8 What is next: TreeSummarizedExperiment and miaverse

The phyloseq object is mature and widely used, but the field is gradually shifting to a more general data structure called TreeSummarizedExperiment (TSE), built on Bioconductor’s SummarizedExperiment framework. The associated tooling lives in the miaverse ecosystem (mia, miaViz, miaTime, miaSim).

Why bother learning it?

1. TSE handles multiple data types (counts, transformed values, metadata for taxa) in a single object more cleanly than phyloseq.
2. It integrates with the broader Bioconductor multi-omics ecosystem.
3. New methods are being developed against TSE rather than phyloseq.

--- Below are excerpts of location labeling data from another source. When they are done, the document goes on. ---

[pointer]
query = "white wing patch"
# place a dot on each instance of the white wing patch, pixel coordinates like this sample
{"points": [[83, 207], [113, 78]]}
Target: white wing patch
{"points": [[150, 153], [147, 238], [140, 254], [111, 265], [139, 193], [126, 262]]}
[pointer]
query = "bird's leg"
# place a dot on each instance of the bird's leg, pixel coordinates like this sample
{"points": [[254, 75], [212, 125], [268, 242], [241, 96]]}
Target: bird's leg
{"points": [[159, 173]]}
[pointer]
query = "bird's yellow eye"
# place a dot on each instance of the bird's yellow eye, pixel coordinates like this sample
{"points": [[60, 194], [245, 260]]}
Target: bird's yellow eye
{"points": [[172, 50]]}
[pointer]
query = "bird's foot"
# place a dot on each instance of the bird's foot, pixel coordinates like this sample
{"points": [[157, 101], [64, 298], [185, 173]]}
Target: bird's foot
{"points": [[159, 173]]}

The transition is not urgent. Phyloseq remains supported and widely used, and most published code uses it. But if you are starting a long project today, TSE is worth investigating early. The miaverse documentation has a thorough tutorial book at https://microbiome.github.io/OMA/.

9 Resources

A short, opinionated list:

1. Tutorial collections
   • Orchestrating Microbiome Analysis (OMA): the miaverse tutorial book. https://microbiome.github.io/OMA/
   • The microbiome package tutorials: practical recipes for phyloseq-based work. https://microbiome.github.io/tutorials/
   • The phyloseq tutorials by Joey McMurdie. Older but still foundational. https://joey711.github.io/phyloseq/
2. Other phyloseq extension packages
   • microViz — pipeable ordination and composition workflows. https://david-barnett.github.io/microViz/
   • decontam — statistical contamination filtering. https://benjjneb.github.io/decontam/
3. Methods papers [CITATION NEEDED: confirm full references]
   • Callahan et al. (2016). DADA2: high-resolution sample inference from Illumina amplicon data. Nature Methods.
   • McMurdie & Holmes (2014). Waste not, want not: why rarefying microbiome data is inadmissible. PLoS Computational Biology.
   • Gloor et al. (2017). Microbiome datasets are compositional: and this is not optional. Frontiers in Microbiology.
   • Nearing et al. (2022). Microbiome differential abundance methods produce different results across 38 datasets. Nature Communications.

10 A final question

When you sit down with your own data, ask yourself the same questions this workshop walked through, in the same order:

1. What does my count table actually contain? Are there sequences I should be removing before any analysis?
2. What controls do I have, and what do they tell me about contamination?
3. Which transformation does each downstream step need?
4. What does each distance assume? Do my conclusions depend on which one I picked?
5. Which signal is so obvious it does not need a test, and which needs formal statistics to detect?
6. What is the simplest plot that shows the answer, and what does it hide?

The mechanics will become routine. The questions are the work.